Quando se fala em Constituição invariavelmente nos lembramos
do SupremoTribunal Federal. Esse processo de primazia do Judiciário se inicia
com a permuta da política pelo direito ocorrido após a promulgação da
Constituição.
Em seguida há algo que passa a ser repetido como um mantra:
“o Supremo é o guardião da Constituição”, como se a política não tivesse
nenhuma participação na constitucionalidade, no cumprimento das leis, no
cumprimento das regras contidas na Constituição.
Viomundo — Mas o Supremo não é o guardião da Constituição?!

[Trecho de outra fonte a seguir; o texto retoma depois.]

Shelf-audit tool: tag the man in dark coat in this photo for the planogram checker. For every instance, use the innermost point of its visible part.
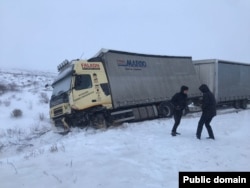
(179, 101)
(208, 112)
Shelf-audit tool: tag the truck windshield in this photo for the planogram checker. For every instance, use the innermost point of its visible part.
(62, 85)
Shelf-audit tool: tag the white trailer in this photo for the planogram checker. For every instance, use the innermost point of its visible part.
(229, 81)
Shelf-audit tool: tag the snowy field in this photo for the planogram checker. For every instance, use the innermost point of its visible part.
(134, 155)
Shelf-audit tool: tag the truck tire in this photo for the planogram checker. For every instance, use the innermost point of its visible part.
(243, 104)
(166, 109)
(99, 121)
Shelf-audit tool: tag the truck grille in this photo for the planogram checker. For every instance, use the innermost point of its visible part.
(58, 111)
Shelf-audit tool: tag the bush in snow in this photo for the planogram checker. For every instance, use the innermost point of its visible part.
(16, 113)
(44, 98)
(3, 88)
(41, 117)
(6, 103)
(12, 87)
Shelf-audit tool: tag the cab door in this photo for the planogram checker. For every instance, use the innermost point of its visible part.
(84, 95)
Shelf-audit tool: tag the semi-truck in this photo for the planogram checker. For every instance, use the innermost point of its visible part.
(228, 80)
(114, 87)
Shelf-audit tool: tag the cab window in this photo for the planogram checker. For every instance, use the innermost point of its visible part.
(83, 82)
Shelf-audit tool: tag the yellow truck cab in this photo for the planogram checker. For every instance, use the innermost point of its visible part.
(80, 85)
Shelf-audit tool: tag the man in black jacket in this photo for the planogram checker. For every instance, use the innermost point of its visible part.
(208, 112)
(179, 101)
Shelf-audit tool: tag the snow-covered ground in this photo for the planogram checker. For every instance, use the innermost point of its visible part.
(139, 155)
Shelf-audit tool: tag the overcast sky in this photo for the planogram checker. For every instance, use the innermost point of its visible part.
(41, 34)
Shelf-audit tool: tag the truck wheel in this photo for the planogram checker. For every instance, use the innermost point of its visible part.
(166, 109)
(99, 121)
(243, 104)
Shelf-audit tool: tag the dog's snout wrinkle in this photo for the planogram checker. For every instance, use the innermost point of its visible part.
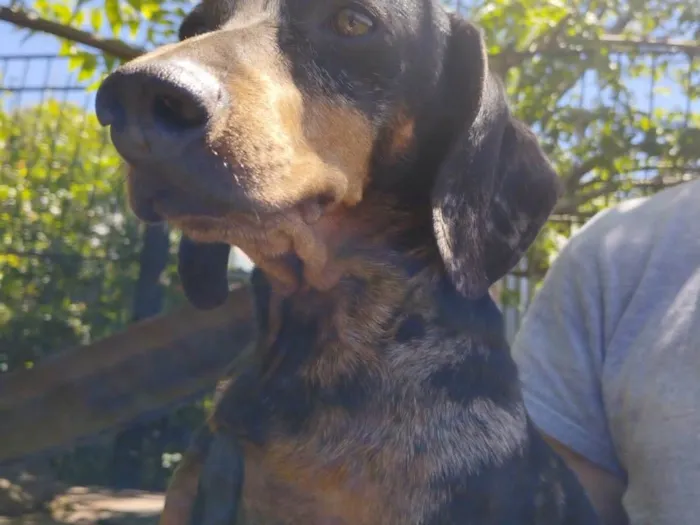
(155, 109)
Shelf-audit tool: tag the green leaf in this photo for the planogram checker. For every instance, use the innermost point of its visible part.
(96, 20)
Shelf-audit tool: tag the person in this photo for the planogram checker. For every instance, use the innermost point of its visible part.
(609, 358)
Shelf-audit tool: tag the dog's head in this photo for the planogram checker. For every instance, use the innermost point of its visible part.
(272, 119)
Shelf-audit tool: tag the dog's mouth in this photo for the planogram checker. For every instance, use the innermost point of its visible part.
(216, 216)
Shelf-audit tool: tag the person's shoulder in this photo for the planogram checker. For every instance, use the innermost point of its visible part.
(636, 221)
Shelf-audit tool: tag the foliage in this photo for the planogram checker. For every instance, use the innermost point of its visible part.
(69, 247)
(579, 89)
(618, 120)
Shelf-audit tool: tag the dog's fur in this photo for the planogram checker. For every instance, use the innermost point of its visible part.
(381, 186)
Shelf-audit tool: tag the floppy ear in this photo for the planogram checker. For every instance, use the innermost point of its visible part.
(495, 187)
(203, 272)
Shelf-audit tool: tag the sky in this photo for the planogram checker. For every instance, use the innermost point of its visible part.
(45, 69)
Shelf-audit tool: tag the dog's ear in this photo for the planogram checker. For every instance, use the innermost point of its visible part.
(495, 187)
(203, 271)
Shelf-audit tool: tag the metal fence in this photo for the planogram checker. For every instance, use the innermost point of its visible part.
(51, 147)
(75, 266)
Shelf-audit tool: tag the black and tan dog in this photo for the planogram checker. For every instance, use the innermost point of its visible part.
(365, 158)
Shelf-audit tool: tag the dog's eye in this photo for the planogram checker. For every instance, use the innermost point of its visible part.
(352, 22)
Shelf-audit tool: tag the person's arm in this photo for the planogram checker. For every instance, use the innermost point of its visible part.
(604, 490)
(559, 352)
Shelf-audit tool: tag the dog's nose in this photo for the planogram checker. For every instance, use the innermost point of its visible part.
(156, 109)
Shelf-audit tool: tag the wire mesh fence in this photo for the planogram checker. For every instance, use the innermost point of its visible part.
(70, 250)
(618, 120)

Luiz Moreira — É um dos guardiães! O sistema jurídico
brasileiro é complexo e nele há duas etapas para o controle de
constitucionalidade. A prévia, exercida pelas Comissões de Constituições e
Justiça do Legislativo e outra, a posteriori. Na última, ocorre uma divisão de
tarefas entre o Executivo e o Judiciário.
Viomundo — O senhor diz que a Constituição é um instrumento
político, mas acabou se transformando em instrumento jurídico. Como se deu esse
processo?
Luiz Moreira -Trata-se de um movimento mundial que vem desde
o final da Segunda Guerra.O pós-guerra se caracterizou também pela mitigação
das representações parlamentares. Houve o enfraquecimento dos Parlamentos e a
conseqüente entronização dos Tribunais Constitucionais, que significou o
afastamento do povo das tomadas de decisão, pois as deliberações passaram a ser
tomadas pelas instâncias burocráticas.
Com os Tribunais Constitucionais foi constituída uma espécie
de clube, que passou a tutelar os diversos interesses nacionais, eliminando a
pluralidade que os Parlamentos representam. Não é por acaso que o Tribunal
Constitucional da Alemanha é inaugurado na ocupação da Alemanha pelas forças
aliadas, com domínio dos norte-americanos.
Então, foi disseminado, como uma onda, que o Direito e o
Judiciário seriam as únicas instituições capazes de conduzir os países ao
progresso. O exemplo mais acabado disso são os últimos episódios da União Européia,
na qual as decisões passam ao largo dos cidadãos. Há cada vez menos democracia
e sobra burocracia a tutelar a sociedade.
Viomundo — Só que, ao mesmo tempo, assistimos à crescente
judiciailização da política.
Luiz Moreira –Exatamente. Essa judicialização é o
deslocamento das decisões da política para o Judiciário. Em consequência, as
decisões perdem legitimidade, pois deixam de ser deliberações tomadas pelos
representantes do povo e passam a ser tomadas pelos ministros do Supremo
Viomundo — Qual o risco disso para a democracia?
Luiz Moreira — Há a substituição da soberania do povo, da
democracia por um poder burocrático.
Viomundo — A judicialização da política é um problema para a
democracia, pois ela transforma o cidadão em mero expectador.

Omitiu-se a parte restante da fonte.